= 10-10-321 =

American long-distance telephone service

10-10-321, 10-10-345, 10-10-220, and 10-10-987 are United States long-distance phone services best known for their prolific television and direct mail advertising in the late 1990s. 10-10-321 was the first mass-marketed service of its type. 10-10-345 was owned by AT&T, and the rest were all owned by MCI, which is now part of Verizon. All services of its kind are known as interexchange carriers, which essentially allow consumers to bypass, or "dial-around" their primary long-distance carrier and use a different one.

==History==
The services debuted in May 1996, originally as 10-321 before the telephone industry expanded carrier access codes to seven digits instead of the original five; the number gained an additional "10", becoming 10-10-321 on July 1, 1998. Although "dial-around" interexchange carriers existed prior to the debut of 10-10-321, these were among the first to feature a mass multimedia advertising campaign.

The services were advertised heavily, using celebrities such as Hulk Hogan, ALF, John Lithgow, Terry Bradshaw, Reginald VelJohnson, John Stamos, Mike Piazza, Tony Danza, Doug Flutie, James Garner, Toby Keith, Christopher Lloyd, Dennis Miller and George Carlin. A Latino version featured the variant number 10-10-123 with the slogan "Diez Diez Uno Dos Tres". This ubiquitous presence on television led to a spill-over into pop culture for a brief time, much like 1-800-COLLECT, a collect call service also owned by MCI, during this era. Each service advertised rates that were significantly lower than most telephone operators were charging at the time; 10-10-321, for instance, was a straight pay-per-minute service charging 10 cents per minute, while 10-10-220 was mostly a pay-per-call service, with any call up to 20 minutes charged a flat 99 cents, and both services charged the same rate regardless of time of day, a rarity for long-distance service at the time.

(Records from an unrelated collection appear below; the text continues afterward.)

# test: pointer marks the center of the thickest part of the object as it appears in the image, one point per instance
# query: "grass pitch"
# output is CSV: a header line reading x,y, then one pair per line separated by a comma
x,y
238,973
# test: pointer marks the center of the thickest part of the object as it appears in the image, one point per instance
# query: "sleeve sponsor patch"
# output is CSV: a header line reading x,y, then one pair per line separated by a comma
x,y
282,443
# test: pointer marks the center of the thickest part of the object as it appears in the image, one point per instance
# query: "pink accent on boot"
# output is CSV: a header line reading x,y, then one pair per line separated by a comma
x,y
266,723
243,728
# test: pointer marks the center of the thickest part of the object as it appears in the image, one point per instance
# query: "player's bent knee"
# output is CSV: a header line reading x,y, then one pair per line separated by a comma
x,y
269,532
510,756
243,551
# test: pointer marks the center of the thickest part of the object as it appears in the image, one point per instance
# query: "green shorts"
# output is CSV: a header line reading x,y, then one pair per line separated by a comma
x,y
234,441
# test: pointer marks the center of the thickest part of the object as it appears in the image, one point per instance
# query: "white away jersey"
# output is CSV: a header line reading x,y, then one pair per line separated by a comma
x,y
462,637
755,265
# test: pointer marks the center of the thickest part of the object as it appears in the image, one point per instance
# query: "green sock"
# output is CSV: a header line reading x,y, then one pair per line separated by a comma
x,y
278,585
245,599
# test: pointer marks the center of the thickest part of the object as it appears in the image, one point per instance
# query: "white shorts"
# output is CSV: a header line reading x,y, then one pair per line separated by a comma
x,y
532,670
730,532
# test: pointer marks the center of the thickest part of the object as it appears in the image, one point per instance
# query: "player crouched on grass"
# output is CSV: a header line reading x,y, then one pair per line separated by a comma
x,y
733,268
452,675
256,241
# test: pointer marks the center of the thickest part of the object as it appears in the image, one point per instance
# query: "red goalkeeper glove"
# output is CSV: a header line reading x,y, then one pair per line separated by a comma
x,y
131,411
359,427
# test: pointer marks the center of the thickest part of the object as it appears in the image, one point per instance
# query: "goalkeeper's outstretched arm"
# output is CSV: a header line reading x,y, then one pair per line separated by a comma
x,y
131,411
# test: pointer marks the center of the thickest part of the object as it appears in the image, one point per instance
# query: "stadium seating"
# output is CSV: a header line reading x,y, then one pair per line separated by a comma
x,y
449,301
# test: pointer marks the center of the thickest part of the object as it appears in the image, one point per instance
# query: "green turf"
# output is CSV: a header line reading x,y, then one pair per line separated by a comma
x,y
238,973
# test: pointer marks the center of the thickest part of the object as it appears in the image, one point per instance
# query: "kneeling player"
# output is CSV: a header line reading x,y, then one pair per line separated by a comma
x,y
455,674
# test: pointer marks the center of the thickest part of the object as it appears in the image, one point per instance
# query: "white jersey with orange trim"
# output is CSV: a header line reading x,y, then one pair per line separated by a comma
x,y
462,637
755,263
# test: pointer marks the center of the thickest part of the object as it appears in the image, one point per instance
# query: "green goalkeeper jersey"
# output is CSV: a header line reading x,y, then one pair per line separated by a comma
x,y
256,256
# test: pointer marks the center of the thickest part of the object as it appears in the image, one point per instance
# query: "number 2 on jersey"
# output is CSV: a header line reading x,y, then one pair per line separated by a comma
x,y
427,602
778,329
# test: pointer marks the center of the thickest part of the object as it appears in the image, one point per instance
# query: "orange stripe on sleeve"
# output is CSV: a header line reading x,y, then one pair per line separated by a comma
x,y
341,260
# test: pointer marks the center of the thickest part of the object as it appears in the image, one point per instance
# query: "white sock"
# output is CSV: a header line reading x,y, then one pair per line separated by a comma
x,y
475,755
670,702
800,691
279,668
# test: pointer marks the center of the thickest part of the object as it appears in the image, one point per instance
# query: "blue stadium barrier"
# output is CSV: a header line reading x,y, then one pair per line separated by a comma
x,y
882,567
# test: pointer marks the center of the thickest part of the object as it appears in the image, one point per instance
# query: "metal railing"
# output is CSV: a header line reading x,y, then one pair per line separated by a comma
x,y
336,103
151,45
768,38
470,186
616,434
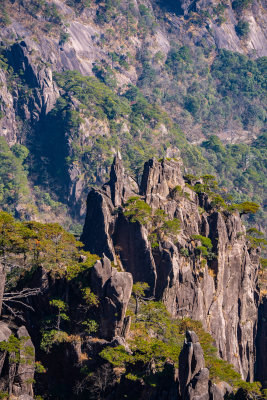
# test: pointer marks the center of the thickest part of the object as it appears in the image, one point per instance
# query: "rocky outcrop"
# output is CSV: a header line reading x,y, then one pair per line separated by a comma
x,y
2,284
194,382
261,345
17,366
113,289
101,210
219,290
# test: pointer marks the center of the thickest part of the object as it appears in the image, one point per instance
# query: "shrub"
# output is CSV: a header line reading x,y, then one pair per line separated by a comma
x,y
137,210
171,227
50,338
204,240
242,29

By the early 2000s, the steep discounts were no longer offered, rates increased as much as 80 percent in fall 2002, with 10-10-321 going from 10 cents a minute to 18 cents on October 1, 2002. A year earlier, a 9.9 percent "Universal Service Fund" charge had been added.

The widely increased use of mobile phones in the early 2000s, and subsequent decline in the use of landline phones, has rendered the service largely obsolete.

10-10-321, 10-10-220, and other 10-10 services are still available, although at significantly higher prices than originally advertised during its heyday. As of June 2022, 10-10-321 charges a flat 30¢ per minute for calls within the U.S. and U.S. territories, while 10-10-220 calls within the U.S. (except calls from Alaska, where the service is not available) cost $1.50 for the first 10 minutes, and 25¢ for each additional minute, plus a 24.4% Federal Universal Service Fee.